- Location in Musselshell County and the state of Montana
- Coordinates: 46°23′40″N 108°32′54″W﻿ / ﻿46.39444°N 108.54833°W
- Country: United States
- State: Montana
- County: Musselshell

Area
- • Total: 12.85 sq mi (33.28 km^{2})
- • Land: 12.85 sq mi (33.28 km^{2})
- • Water: 0 sq mi (0.00 km^{2})
- Elevation: 3,363 ft (1,025 m)

Population (2020)
- • Total: 163
- • Density: 13/sq mi (4.9/km^{2})
- Time zone: UTC-7 (Mountain (MST))
- • Summer (DST): UTC-6 (MDT)
- ZIP code: 59072 (Roundup)
- Area code: 406
- FIPS code: 30-41050
- GNIS feature ID: 2408493

= Klein, Montana =

Klein is a census-designated place (CDP) in Musselshell County, Montana, United States. It contains the unincorporated communities of Klein, Gibbtown, and Farralltown. The population was 163 at the 2020 census.

==Geography==
Klein is in west-central Musselshell County and is bordered to the north by the Musselshell River and the Camp Three CDP. Roundup, the county seat, is 4 mi to the northeast. U.S. Route 87 passes through Klein from north to south, joining U.S. Route 12 just north of the CDP and continuing into Roundup. To the south, US 87 leads 45 mi to Billings.

According to the U.S. Census Bureau, the Klein CDP has a total area of 12.9 sqmi, all land.

==Demographics==

As of the census of 2000, there were 188 people, 69 households, and 52 families residing in the CDP. The population density was 14.6 PD/sqmi. There were 90 housing units at an average density of 7.0 /sqmi. The racial makeup of the CDP was 95.21% White, 3.19% Native American, 1.06% Pacific Islander, and 0.53% from two or more races. Hispanic or Latino of any race were 1.06% of the population.

There were 69 households, out of which 30.4% had children under the age of 18 living with them, 65.2% were married couples living together, 7.2% had a female householder with no husband present, and 24.6% were non-families. 18.8% of all households were made up of individuals, and 11.6% had someone living alone who was 65 years of age or older. The average household size was 2.72 and the average family size was 3.12.
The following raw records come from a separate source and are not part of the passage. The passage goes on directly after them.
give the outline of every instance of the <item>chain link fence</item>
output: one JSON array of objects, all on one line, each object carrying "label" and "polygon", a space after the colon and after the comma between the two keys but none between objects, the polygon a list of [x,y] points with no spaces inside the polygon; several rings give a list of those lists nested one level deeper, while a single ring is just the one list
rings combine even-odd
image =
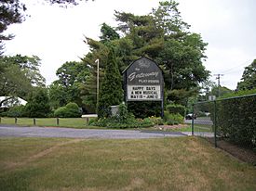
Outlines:
[{"label": "chain link fence", "polygon": [[256,164],[256,95],[198,102],[193,116],[192,134]]}]

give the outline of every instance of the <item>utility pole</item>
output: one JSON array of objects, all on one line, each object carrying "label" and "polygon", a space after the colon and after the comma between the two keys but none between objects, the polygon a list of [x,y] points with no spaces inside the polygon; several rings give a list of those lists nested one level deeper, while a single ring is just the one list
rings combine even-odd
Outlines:
[{"label": "utility pole", "polygon": [[98,106],[99,106],[99,90],[100,90],[100,82],[99,82],[99,71],[100,71],[100,66],[99,66],[99,64],[100,64],[100,60],[99,59],[96,59],[95,60],[95,63],[97,63],[97,97],[96,97],[96,102],[97,102],[97,104],[96,104],[96,107],[97,107],[97,114],[98,114]]},{"label": "utility pole", "polygon": [[223,76],[224,74],[214,74],[214,76],[217,76],[216,79],[218,80],[218,97],[220,97],[220,87],[221,87],[221,76]]}]

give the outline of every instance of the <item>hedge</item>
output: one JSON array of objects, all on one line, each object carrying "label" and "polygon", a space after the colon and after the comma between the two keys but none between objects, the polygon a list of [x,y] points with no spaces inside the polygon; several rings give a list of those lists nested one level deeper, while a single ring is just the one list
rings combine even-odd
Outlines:
[{"label": "hedge", "polygon": [[[243,91],[229,96],[254,92]],[[256,95],[217,100],[216,104],[218,135],[242,146],[256,149]]]}]

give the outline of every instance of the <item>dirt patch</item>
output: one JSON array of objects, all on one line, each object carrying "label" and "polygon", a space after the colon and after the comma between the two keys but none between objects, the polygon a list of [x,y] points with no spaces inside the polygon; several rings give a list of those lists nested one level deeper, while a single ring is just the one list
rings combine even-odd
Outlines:
[{"label": "dirt patch", "polygon": [[39,153],[36,153],[33,156],[30,156],[28,159],[26,159],[25,160],[23,161],[20,161],[20,162],[9,162],[7,164],[7,169],[15,169],[15,168],[18,168],[18,167],[21,167],[21,166],[24,166],[32,161],[34,161],[46,155],[48,155],[49,153],[57,150],[58,148],[60,148],[61,146],[66,146],[66,145],[69,145],[69,144],[73,144],[73,143],[78,143],[80,141],[82,141],[83,139],[74,139],[74,140],[71,140],[71,141],[68,141],[68,142],[64,142],[64,143],[60,143],[60,144],[57,144],[47,149],[45,149]]},{"label": "dirt patch", "polygon": [[[209,138],[208,140],[214,144],[214,138]],[[224,140],[217,141],[217,146],[237,158],[238,159],[256,166],[256,152],[249,148],[236,146]]]}]

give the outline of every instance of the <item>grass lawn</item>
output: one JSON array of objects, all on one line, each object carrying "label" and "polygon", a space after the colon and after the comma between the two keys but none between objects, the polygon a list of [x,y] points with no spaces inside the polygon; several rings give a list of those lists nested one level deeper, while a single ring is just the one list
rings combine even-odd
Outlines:
[{"label": "grass lawn", "polygon": [[0,138],[0,190],[256,190],[256,169],[196,137]]},{"label": "grass lawn", "polygon": [[[1,123],[3,124],[15,124],[14,118],[1,118]],[[18,118],[17,125],[21,126],[34,126],[34,119],[32,118]],[[95,128],[86,125],[86,120],[82,118],[59,118],[59,125],[57,124],[56,118],[37,118],[35,119],[36,126],[62,126],[72,128]]]}]

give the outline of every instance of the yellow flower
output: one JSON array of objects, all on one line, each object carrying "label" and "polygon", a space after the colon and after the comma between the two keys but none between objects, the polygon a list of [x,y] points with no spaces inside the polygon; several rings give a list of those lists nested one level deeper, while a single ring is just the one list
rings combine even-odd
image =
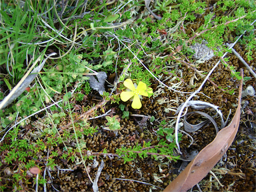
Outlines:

In the CDP, the population was spread out, with 21.8% under the age of 18, 5.9% from 18 to 24, 21.8% from 25 to 44, 37.8% from 45 to 64, and 12.8% who were 65 years of age or older. The median age was 45 years. For every 100 females, there were 111.2 males. For every 100 females age 18 and over, there were 113.0 males.

The median income for a household in the CDP was $39,792, and the median income for a family was $38,542. Males had a median income of $29,000 versus $18,750 for females. The per capita income for the CDP was $15,522. About 14.0% of families and 11.6% of the population were below the poverty line, including 50.0% of those under the age of eighteen and none of those 65 or over.

Historical population
| Census | Pop. | Note | %± |
| 2000 | 188 |  | — |
| 2010 | 168 |  | −10.6% |
| 2020 | 163 |  | −3.0% |
U.S. Decennial Census

==Local media==
The local newspaper is the Roundup Record-Tribune. It is published weekly and serves Musselshell County and the neighboring counties. The FM radio station KLMB is licensed in Klein.